Warum wird in einem Wohngebiet wie in Wenden/Thune eine deutlich höhere Direktstrahlung gestattet als am Zwischenlager Gorleben (nicht so dicht besiedelt)? Provokant gefragt: Ist die Gesundheit von Menschen und besonders von Kindern in Braunschweig weniger wert?

Für das Zwischenlager in Gorleben wurde ein niedrigerer Wert von 0,3 Millisievert im Kalenderjahr (mSv/a) beantragt. Von der zuständigen Behörde wurde daraufhin dieser Wert (wie beantragt) in die Genehmigung übernommen. Insofern ist die Festsetzung von 0,3 mSv/a in Gorleben eine Ausnahme, die von dem Grenzwert der effektiven Dosis für Einzelpersonen der Bevölkerung von 1 mSv/a abweicht. Das Staatliche Gewerbeaufsichtsamt Braunschweig darf nach der Strahlenschutzverordnung ausschließlich die Einhaltung des Wertes von 1mSv/a fordern.

Zum Messprogramm gehören jährliche Boden- und Bewuchsproben, die westlich vom Firmengelände genommen werden. Wäre es nicht vertrauensbildend, die Ergebnisse dieser Untersuchungen auch zu veröffentlichen?

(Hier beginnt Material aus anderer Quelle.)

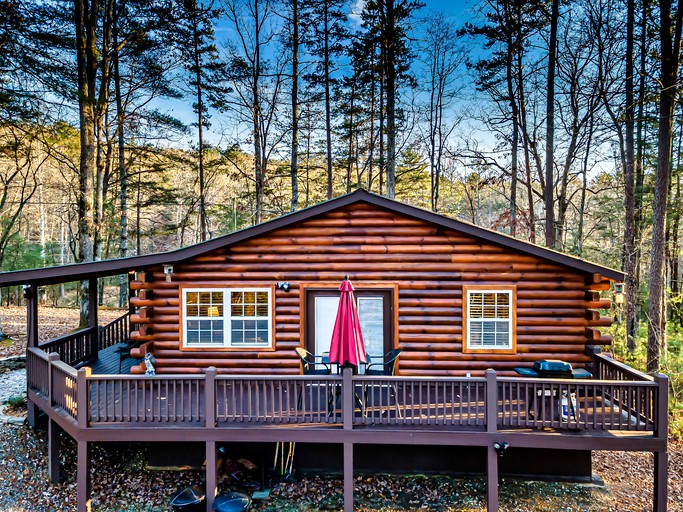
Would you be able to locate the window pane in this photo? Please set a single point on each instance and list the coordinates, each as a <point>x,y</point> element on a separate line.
<point>371,315</point>
<point>488,315</point>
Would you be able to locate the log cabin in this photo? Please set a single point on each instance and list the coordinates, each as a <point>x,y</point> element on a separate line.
<point>465,305</point>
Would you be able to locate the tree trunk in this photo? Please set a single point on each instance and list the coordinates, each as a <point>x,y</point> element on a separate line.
<point>390,72</point>
<point>295,104</point>
<point>670,50</point>
<point>85,17</point>
<point>328,102</point>
<point>550,236</point>
<point>123,174</point>
<point>629,183</point>
<point>632,325</point>
<point>203,224</point>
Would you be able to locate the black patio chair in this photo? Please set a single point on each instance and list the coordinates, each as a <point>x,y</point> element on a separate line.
<point>310,366</point>
<point>384,368</point>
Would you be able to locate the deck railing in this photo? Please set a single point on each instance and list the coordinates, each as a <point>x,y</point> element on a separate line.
<point>577,404</point>
<point>117,331</point>
<point>74,348</point>
<point>276,400</point>
<point>162,399</point>
<point>458,404</point>
<point>81,346</point>
<point>422,401</point>
<point>606,368</point>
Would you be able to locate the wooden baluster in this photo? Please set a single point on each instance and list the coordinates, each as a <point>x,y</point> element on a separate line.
<point>210,398</point>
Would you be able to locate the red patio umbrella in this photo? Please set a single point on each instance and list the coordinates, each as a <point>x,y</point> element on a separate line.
<point>347,347</point>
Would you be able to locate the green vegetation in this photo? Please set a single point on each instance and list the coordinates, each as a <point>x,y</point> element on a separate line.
<point>672,365</point>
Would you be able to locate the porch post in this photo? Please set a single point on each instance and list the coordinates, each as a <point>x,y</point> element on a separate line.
<point>348,477</point>
<point>211,474</point>
<point>491,455</point>
<point>53,434</point>
<point>30,294</point>
<point>347,415</point>
<point>660,480</point>
<point>491,479</point>
<point>93,297</point>
<point>661,458</point>
<point>83,477</point>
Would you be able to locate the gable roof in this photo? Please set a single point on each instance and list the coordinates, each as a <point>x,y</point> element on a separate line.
<point>81,271</point>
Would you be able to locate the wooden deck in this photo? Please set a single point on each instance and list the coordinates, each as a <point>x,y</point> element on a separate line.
<point>621,409</point>
<point>107,362</point>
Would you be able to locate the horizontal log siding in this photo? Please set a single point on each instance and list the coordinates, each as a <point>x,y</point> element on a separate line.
<point>430,264</point>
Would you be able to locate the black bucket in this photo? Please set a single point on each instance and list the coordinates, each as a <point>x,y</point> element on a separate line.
<point>190,499</point>
<point>231,502</point>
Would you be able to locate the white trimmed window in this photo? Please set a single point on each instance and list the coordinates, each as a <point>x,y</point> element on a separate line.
<point>227,318</point>
<point>489,319</point>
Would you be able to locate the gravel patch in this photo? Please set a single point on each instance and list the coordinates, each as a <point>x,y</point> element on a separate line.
<point>13,384</point>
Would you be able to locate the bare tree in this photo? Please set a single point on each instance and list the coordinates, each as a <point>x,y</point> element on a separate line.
<point>442,58</point>
<point>670,47</point>
<point>255,82</point>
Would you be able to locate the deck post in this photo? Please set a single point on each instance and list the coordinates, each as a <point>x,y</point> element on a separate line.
<point>92,317</point>
<point>53,434</point>
<point>51,358</point>
<point>31,341</point>
<point>491,401</point>
<point>211,474</point>
<point>347,397</point>
<point>210,397</point>
<point>661,457</point>
<point>347,415</point>
<point>348,477</point>
<point>491,479</point>
<point>491,455</point>
<point>82,404</point>
<point>83,477</point>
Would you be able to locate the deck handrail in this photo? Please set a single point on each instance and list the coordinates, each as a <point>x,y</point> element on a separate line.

Die Ergebnisse zur Emissions- und Immissionsüberwachung durch das Niedersächsische Landesamt für Wasserwirtschaft, Küsten- und Naturschutz sind in Jahresberichten zusammengefasst, die im Staatlichen Gewerbeaufsichtsamt Braunschweig eingesehen werden können.

Gibt es nachvollziehbare Gründe dafür, dass diese Proben ausgerechnet westlich am Firmengelände gewonnen werden (vorherrschend Westwinde) und sich der Referenzmesspunkt in Waggum, also östlich, befindet?

Die Ableitungen radioaktiver Stoffe über die Luft sind äußerst gering. Da die Aktivitätskonzentration innerhalb der Abluftfahne abhängig von der Entfernung auch noch sehr schnell abnimmt, sind die höchsten Aktivitätskonzentrationen außerhalb der Anlage in Boden und Bewuchs unmittelbar in der Nähe des Betriebsgeländezaunes zu erwarten, und zwar an den Stellen, die in der kürzesten Entfernung zu den Emissionsstandorten liegen, unabhängig von einer überwiegend vorherrschenden Westwindlage.

Der Referenzmesspunkt ist aufgrund seiner deutlichen Entfernung (ca. 3 km) und trotz seiner östlichen Lage zum Standort der Firma und der vorherrschenden Westwindlage wegen der sehr schnellen Abnahme der Aktivitätskonzentration in der Abluftfahne als unbeeinflusst von den Emissionen der Firma anzusehen.